Channels refer to the method or communication channel a customer uses to interact with a business.

In [13]:
%%sql

SELECT DISTINCT channel
FROM calls;

 * postgresql://postgres:***@localhost/Project1
4 rows affected.


channel
Chatbot
Web
Email
Call-Center


So we have 4 channels that customers use to interact with. Such as chatbot, web, email and call center.

### 8. What is the most used channel by state?

So in our 'calls' database we have 'state' data field, we can use it to find the most used channel by state.

In [14]:
%%sql

SELECT state, channel, COUNT(*) AS count
FROM calls
GROUP BY state, channel ORDER BY count DESC
LIMIT 10;

 * postgresql://postgres:***@localhost/Project1
10 rows affected.


state,channel,count
Texas,Call-Center,1137
California,Call-Center,1092
California,Chatbot,962
Florida,Call-Center,923
Texas,Chatbot,899
California,Email,831
Texas,Email,805
California,Web,746
Texas,Web,731
Florida,Chatbot,694


It looks like that call center channel is the most used channel. And the state that used it the most is in Texas with 1.137 total calls. And based on the result we also know that after Texas there's California with 1.092 total calls as the second state that used call center channel. In addition, California is also a state that uses the most channels other than call centers, such as chatbot channel with 962 total calls, email channel with 831 total calls and web channel with 746 total calls.

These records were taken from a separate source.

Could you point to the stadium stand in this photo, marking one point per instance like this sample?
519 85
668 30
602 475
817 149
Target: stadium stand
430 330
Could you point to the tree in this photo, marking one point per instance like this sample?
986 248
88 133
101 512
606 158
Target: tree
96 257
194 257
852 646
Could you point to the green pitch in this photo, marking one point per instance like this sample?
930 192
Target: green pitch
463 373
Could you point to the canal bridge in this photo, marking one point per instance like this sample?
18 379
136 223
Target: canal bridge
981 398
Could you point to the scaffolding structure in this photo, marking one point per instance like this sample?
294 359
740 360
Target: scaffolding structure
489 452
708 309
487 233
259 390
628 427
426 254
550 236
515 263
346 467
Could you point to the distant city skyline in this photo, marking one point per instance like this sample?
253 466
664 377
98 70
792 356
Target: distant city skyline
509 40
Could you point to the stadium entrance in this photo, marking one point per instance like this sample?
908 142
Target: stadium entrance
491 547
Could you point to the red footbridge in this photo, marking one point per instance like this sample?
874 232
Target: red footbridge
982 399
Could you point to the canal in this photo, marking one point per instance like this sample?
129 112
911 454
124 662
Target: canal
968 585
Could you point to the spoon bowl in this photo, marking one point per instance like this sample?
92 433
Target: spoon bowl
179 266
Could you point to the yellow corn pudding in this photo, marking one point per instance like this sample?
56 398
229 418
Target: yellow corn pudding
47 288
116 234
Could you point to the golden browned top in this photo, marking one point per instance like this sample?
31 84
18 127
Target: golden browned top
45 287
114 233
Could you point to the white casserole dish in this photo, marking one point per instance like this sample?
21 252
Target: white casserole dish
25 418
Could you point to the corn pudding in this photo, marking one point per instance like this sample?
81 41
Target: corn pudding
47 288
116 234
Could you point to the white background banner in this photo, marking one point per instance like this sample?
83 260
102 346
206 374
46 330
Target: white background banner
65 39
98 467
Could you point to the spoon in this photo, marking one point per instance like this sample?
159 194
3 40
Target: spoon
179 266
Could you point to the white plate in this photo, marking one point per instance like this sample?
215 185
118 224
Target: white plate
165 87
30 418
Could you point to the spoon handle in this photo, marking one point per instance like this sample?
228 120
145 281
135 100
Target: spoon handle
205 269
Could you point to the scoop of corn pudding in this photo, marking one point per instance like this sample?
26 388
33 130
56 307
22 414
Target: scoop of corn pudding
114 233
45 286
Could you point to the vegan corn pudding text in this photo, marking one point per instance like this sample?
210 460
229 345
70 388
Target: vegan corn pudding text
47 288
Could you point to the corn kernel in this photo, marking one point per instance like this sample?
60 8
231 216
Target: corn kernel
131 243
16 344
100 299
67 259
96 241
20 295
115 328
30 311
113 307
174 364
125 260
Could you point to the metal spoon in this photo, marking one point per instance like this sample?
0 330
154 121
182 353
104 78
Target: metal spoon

### 9. What is the most sentiment?

Let's see the total sentiment given by the customer based on the sentiment

In [15]:
%%sql

SELECT sentiment, COUNT(*),
ROUND(COUNT(*) * 100.0/ (SELECT COUNT(*) FROM calls) ,2) AS percentage
FROM calls GROUP BY sentiment ORDER BY sentiment ASC;

 * postgresql://postgres:***@localhost/Project1
5 rows affected.


sentiment,count,percentage
Negative,11063,33.58
Neutral,8754,26.57
Positive,3928,11.92
Very Negative,6026,18.29
Very Positive,3170,9.62


According to the result we get that Negative Sentiment is the sentiment that has been given the most by customers. The Negative sentiment has 11.063 total or 33.58%. Whereas Very Positive is the least sentiment with 3.170 total or 9.62%.

### 10. Who has given the 'Very Positive' sentiments?

After got the sentiments total, let's find out the customer name that gives 'Very Positive' sentiment.

In [16]:
%%sql

SELECT customer_name, sentiment
FROM calls
WHERE sentiment = 'Very Positive'
GROUP BY sentiment, customer_name
LIMIT 10;

 * postgresql://postgres:***@localhost/Project1
10 rows affected.


customer_name,sentiment
Cherice Coultas,Very Positive
Tome Grinnell,Very Positive
Billi Sulman,Very Positive
Alida Lovelock,Very Positive
Prudi Columbell,Very Positive
Norrie Eburne,Very Positive
Jose Cammis,Very Positive
Tansy Luggar,Very Positive
Roobbie Shingler,Very Positive
Celinda Fazackerley,Very Positive


So we have 10 customers name that gave 'Very Positive' sentiment, but in this case we only take 10 customers.